If by “my output contains escape characters” you’re referring to \r\n\t etc., that’s just an artifact of how Java represents the string when it contains carriage returns, new lines, and tabs. You’re string doesn’t really contain “\r”, it contains a byte with a value of 13 (aka, a carriage return), which Java will print out as “\r” since it has no other visual representation.
Your grammar says that a DocComment is everything from ‘/**’ to ‘*/‘ inclusive, so that includes all whitespace as well as the embedded *’s. If it’s undesirable, it would be easy enough to remove the beginning /** and trailing */. You could also use a regex to identify, and remove any instances of a \r\n\s*\* from your string. This will remove the the carriage return, linefeed, any whitespace before an * and the * itself, so you’ll lose some information regarding the line breaks. If those are important to you you can get more sophisticated and only remove the *’s that are preceded by a carriage return linefeed and whitespace.

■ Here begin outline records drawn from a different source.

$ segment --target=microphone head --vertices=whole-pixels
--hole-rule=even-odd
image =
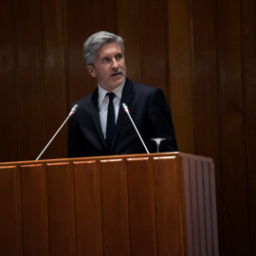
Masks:
[[[78,107],[79,107],[78,104],[75,104],[75,105],[73,106],[73,108],[72,108],[72,110],[71,110],[71,111],[73,112],[73,114],[75,114],[75,112],[77,111]]]
[[[70,113],[69,113],[69,115],[68,115],[68,118],[70,118],[72,115],[75,114],[75,112],[77,111],[77,108],[78,108],[78,107],[79,107],[78,104],[75,104],[75,105],[72,107],[72,109],[71,109],[71,111],[70,111]]]
[[[126,113],[129,113],[128,106],[125,103],[122,103],[121,106]]]

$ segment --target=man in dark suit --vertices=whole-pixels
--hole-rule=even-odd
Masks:
[[[161,152],[177,151],[169,106],[159,88],[126,78],[123,41],[109,32],[90,36],[83,46],[87,69],[98,87],[71,104],[78,104],[69,119],[68,156],[98,156],[147,153],[121,103],[130,115],[150,153],[156,152],[151,138],[166,138]]]

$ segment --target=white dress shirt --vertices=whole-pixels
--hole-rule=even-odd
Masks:
[[[116,95],[113,100],[116,123],[117,123],[118,116],[119,116],[123,86],[124,86],[124,82],[113,91],[113,93],[115,93]],[[103,136],[106,138],[106,122],[107,122],[107,110],[108,110],[108,101],[109,101],[108,96],[106,96],[106,94],[108,93],[108,91],[101,87],[100,84],[98,84],[98,88],[99,88],[98,103],[99,103],[100,120],[101,124]]]

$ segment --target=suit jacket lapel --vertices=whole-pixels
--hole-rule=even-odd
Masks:
[[[115,137],[114,137],[112,147],[115,144],[118,134],[120,131],[120,128],[121,128],[122,122],[123,122],[123,119],[124,119],[125,115],[127,115],[124,112],[121,104],[125,103],[127,106],[129,106],[130,100],[132,97],[132,92],[133,92],[133,82],[129,79],[126,79],[126,82],[125,82],[125,84],[124,84],[123,90],[122,90],[121,101],[120,101],[119,117],[118,117],[117,125],[116,125]]]
[[[100,120],[98,97],[99,97],[99,93],[98,93],[98,87],[97,87],[97,89],[92,94],[92,98],[91,98],[91,100],[92,100],[92,101],[91,101],[91,116],[92,116],[92,119],[94,121],[94,124],[95,124],[95,127],[96,127],[96,130],[98,132],[99,137],[101,137],[101,141],[103,142],[105,148],[108,149],[107,144],[106,144],[106,140],[105,140],[103,133],[102,133],[101,120]]]

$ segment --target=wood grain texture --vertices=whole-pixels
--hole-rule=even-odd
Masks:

You *could* try a parser rule for docComments, where you get more specific and assign labels to the parts you’re interested in maintaining. As it is, you’ve defined DOC_COMMENT as a token, so it’s all or nothing:
Using a parser rule would be something more like the following (not tested, so expect to tweak a few typos)
DOC_COMMENT_START : ‘/**’
DOC_COMMENT_END : ‘*/‘
DOC_COMMENT_BREAK : ‘\r?\n\s*\*’
docComment:
DOC_COMMENT_START
cmt=.*?
(DOC_COMMENT_BREAK cmt=.*?)*
DOC_COMMENT_END
This is still going to leave carriage returns and line feeds that aren’t followed by whitespace and an *, so modify accordingly if you want to exclude them as well.. There are a number of ways to handle this depending upon how much of the comment formatting you want to preserve.
In general, I advise folks to avoid getting to clever in the grammar and just expect it to properly identify and classify the input stream. Then you can write code to handle the details, so there’s something to be said for just sticky with a simple token that you know brings in the whole DOC_COMMENT, and then pulling the information you want out in your own code.
Hope that helps more than it confuses… it’s a bit early in the morning and I may not have done the best job explaining.